One Old Champion is holding a grudge against the Dodgers still over their move to Los Angeles in 1957, and so is rooting for the Tamp Bay bunch. The Old Champion Spouse has deep affection for some Californians, who naturally support their team, and she chooses to stand by them. “Just stand there and watch it go by,” says the Rays fan (really just an anti-Dodgers fan) when there is a strike out. “Get it! Get it! Get it!” she yells to the outfielder when some hitter has sailed one high but short of the wall. She loved baseball on the radio in the old days when the voices of Mel Allen, Harry Caray, and Red Barber used their wonderful language to bring her right into the game with every play. (Red Barber used to talk about the beautiful camellias in his yard.) They say that baseball is the most sophisticated of all the gladiator sports. The National Pastime draws us cordially together even as competitors. Ruby Proctor could tell you how she got that scar on her forehead there at home plate in Champion back “in the day.” Maybe General Fast-Pitch will share some highlights of his greatest hits and pitches from his thrilling days on the diamond all over Europe and other places. Thirty-seven years ago Dodgers won the World Series and they have done it again! “The bums!” says the Old Champion.

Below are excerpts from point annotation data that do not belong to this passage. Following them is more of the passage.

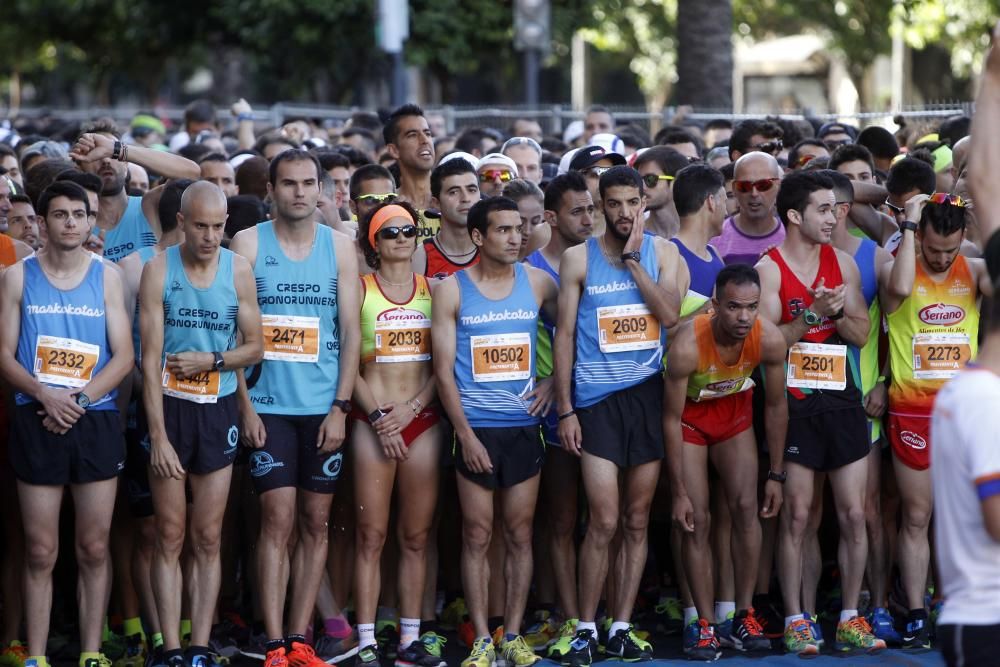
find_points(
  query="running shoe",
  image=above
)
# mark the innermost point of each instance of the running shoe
(581, 650)
(560, 645)
(917, 635)
(700, 642)
(817, 631)
(135, 652)
(276, 658)
(542, 633)
(100, 661)
(14, 654)
(627, 646)
(368, 657)
(303, 655)
(724, 630)
(799, 639)
(425, 652)
(746, 634)
(483, 654)
(884, 627)
(669, 616)
(517, 653)
(387, 636)
(856, 635)
(332, 650)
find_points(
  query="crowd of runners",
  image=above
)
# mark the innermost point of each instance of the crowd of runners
(333, 394)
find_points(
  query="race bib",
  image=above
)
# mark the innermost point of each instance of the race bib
(628, 327)
(501, 357)
(65, 362)
(402, 340)
(291, 338)
(817, 366)
(940, 356)
(202, 388)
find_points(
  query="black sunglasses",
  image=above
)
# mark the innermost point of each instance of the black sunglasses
(389, 233)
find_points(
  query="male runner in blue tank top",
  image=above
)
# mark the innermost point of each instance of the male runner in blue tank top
(618, 296)
(569, 210)
(194, 299)
(295, 411)
(121, 219)
(484, 324)
(64, 348)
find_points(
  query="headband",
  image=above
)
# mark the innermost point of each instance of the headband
(384, 215)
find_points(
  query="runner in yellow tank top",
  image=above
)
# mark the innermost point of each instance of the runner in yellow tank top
(930, 301)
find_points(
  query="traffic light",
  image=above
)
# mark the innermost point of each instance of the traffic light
(531, 25)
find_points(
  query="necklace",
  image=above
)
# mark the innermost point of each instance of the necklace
(389, 282)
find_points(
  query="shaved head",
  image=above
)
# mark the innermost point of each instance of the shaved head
(202, 196)
(757, 161)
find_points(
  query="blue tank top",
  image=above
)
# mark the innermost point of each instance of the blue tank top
(298, 305)
(495, 352)
(199, 319)
(64, 333)
(618, 342)
(130, 234)
(864, 257)
(144, 254)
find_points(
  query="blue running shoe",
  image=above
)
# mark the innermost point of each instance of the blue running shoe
(884, 627)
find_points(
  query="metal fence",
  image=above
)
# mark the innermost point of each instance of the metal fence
(553, 118)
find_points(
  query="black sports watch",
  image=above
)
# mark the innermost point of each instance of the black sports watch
(635, 255)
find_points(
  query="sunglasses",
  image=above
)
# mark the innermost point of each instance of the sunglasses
(652, 179)
(762, 185)
(596, 171)
(944, 197)
(772, 147)
(898, 210)
(491, 175)
(389, 196)
(390, 233)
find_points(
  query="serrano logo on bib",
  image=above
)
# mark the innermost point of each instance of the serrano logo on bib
(914, 440)
(942, 314)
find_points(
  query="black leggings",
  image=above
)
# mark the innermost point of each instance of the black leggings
(969, 645)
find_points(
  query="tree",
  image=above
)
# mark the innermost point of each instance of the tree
(705, 53)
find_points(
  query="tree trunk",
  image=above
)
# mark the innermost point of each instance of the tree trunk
(705, 54)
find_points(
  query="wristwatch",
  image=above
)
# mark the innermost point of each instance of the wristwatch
(635, 255)
(778, 477)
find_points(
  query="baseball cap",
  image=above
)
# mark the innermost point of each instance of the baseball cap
(497, 159)
(837, 128)
(47, 149)
(609, 142)
(588, 156)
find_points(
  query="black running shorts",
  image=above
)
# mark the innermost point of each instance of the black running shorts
(626, 428)
(92, 451)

Serious preparations are under way for the hunting season. The Missouri Department of Conservation reminds us that ‘baiting’ with corn or grain is not permitted. This is also the time of the year for the ghosts, goblins, and ghouls to come prowling about with their jack-o-lantern pumpkin buckets, out on a wild Full Hunter’s Blue Moon looking for candy at the threat of a trick. Creative teachers and parents will find a way to keep this observance lively and safe for our young ones. Others use All Hallows Eve, El Dia de los Muertos, and All Saints Day to walk through memories with cherished ones who have left us here while they “walk the streets that are purest gold.” We will be satisfied with just a cottage below for the nonce as we remember to appreciate our family and friends while they are here with us. The reality of the Corona virus may make us more appreciative as we acknowledge the vulnerability of so many important people in our lives. Maybe you haven’t lost anyone yet, so you might feel that the precautions recommended are overblown. Still, if you are sick with a cold or the flu or with allergies that make you cough and sneeze, it is respectful of others for you to stay home.

There are spoons inside the persimmon seeds if the squirrels, coyotes and groundhogs allowed you to get any persimmons. That might mean a cold winter ahead, perhaps with lots of snow. The remark has been heard several times recently out on the Wide Veranda of the Historic Emporium that we have not had a really cold winter in a long time. This may be one. Call your old friends over in Ava and Dora and Vanzant and Brushy Knob to find out what they are thinking about the coming winter. We were good about staying in touch at the beginning of the pandemic, but may have become accustomed to our solitude as time has gone by. Tammy Bergeron wrote a note to her Mother just to say, “Hello.” She said the word Hello means: “H=How are you? E=Everything all right? L=Like to hear from you. L=Love to see you soon! O=Obviously, I miss you, so Hello!” The sound of your voice on the telephone might just be the high point of the day for some old friends. You will be their Champion—Looking on the Bright Side!